Como vai ficar claro com o áudio, a primeira aula foi ficando gradativamente mais confusa, mas também gradativamente mais impressionante. Isso foi uma grande dificuldade, porque o raciocínio não era linear, mas era também a descrição mais vital que eu já ouvi o Bruno pronunciar sobre o “mundo como Idéia”. Decidi excluir várias passagens, como a que ele faz referência à governanta escocesa que ele teria tido, os vários intelectuais com os quais ele conviveu na infância etc. É a mesma história: estas digressões, sensacionais na boca do Bruno, num texto escrito trariam mais confusão do que qualquer outra coisa.
Outras histórias não poderiam ser excluídas de maneira nenhuma. A mais interessante delas foi quando ele contou aquela coisa de Tomás Antônio Gonzaga ser o terceiro poeta mais lido da Rússia, ou da Ucrânia que seja. Não faço a mais vaga idéia da veracidade disto, de fato não apostaria minhas economias nesta história; mas se non è vero, è ben trovato – e totalmente tolentiniano.
Mas há também o que não pode ser transcrito, dois pequenos acidentes saborosos que estão na gravação: quando toca o telefone celular do poeta e ele não sabe o que fazer, e quando ele pede uma água sem perceber que há uma exatamente na sua frente (e só depois de algum tempo uma pessoa tem coragem de se levantar e dizer, sem pronunciar as palavras, “olha, tá aí na sua cara!”).
E eu fico por aqui, com um aviso aos corações mais fracos: se preparem para, daqui pra frente, gravações cada vez mais emocionantes.
e coração cada vez mais fraco…
abraços
Fico imaginando como seria fascinante uma biografia deste Bruno Tolentino. Quem poderia escrevê-la
Ouvi falar em Bruno Tolentino pela primeira vez quando morreu. Li a famosa entrevista para a Veja, de quando voltou para o Brasil e me interessei por seu pensamento.

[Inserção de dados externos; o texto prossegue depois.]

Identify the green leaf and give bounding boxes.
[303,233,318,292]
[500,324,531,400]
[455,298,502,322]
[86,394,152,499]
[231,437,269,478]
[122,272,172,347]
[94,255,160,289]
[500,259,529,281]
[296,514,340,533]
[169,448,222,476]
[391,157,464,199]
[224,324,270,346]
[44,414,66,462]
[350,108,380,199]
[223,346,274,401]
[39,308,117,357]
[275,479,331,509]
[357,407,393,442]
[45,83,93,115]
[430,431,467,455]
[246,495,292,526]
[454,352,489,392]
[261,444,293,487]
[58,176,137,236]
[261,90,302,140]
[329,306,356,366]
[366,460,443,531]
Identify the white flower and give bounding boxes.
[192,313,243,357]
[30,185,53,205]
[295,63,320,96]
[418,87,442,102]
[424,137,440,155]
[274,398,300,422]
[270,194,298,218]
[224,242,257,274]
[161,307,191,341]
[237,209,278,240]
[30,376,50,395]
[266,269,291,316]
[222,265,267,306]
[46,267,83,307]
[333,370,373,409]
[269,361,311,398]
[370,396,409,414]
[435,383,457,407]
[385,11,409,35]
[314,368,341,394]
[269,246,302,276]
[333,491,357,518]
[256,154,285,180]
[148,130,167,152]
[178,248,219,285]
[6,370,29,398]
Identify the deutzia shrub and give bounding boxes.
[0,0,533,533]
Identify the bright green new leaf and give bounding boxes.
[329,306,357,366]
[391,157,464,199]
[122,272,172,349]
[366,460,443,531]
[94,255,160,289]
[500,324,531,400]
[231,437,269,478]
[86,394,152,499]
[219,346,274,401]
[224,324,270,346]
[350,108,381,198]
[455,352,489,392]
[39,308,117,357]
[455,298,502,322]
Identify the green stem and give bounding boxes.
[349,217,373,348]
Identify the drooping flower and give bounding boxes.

Quando comprei Dicta, estava na terceira parte de A Imitação do Amanhecer. Para ter uma idéia, é o primeiro livro de poesia que leio na vida!
Li muito rápido, não consegui captar nem 10% do que Tolentino escreveu. Estou relendo agora, com muito mais calma. Não saio de um poema sem pelo menos entender do que se trata.
Foi um pensador extraordinário, sem dúvidas. Parabéns pela matéria da revista. Ficou muito boa. Fiquei com inveja das 30 pessoas que assistiram sua última aula.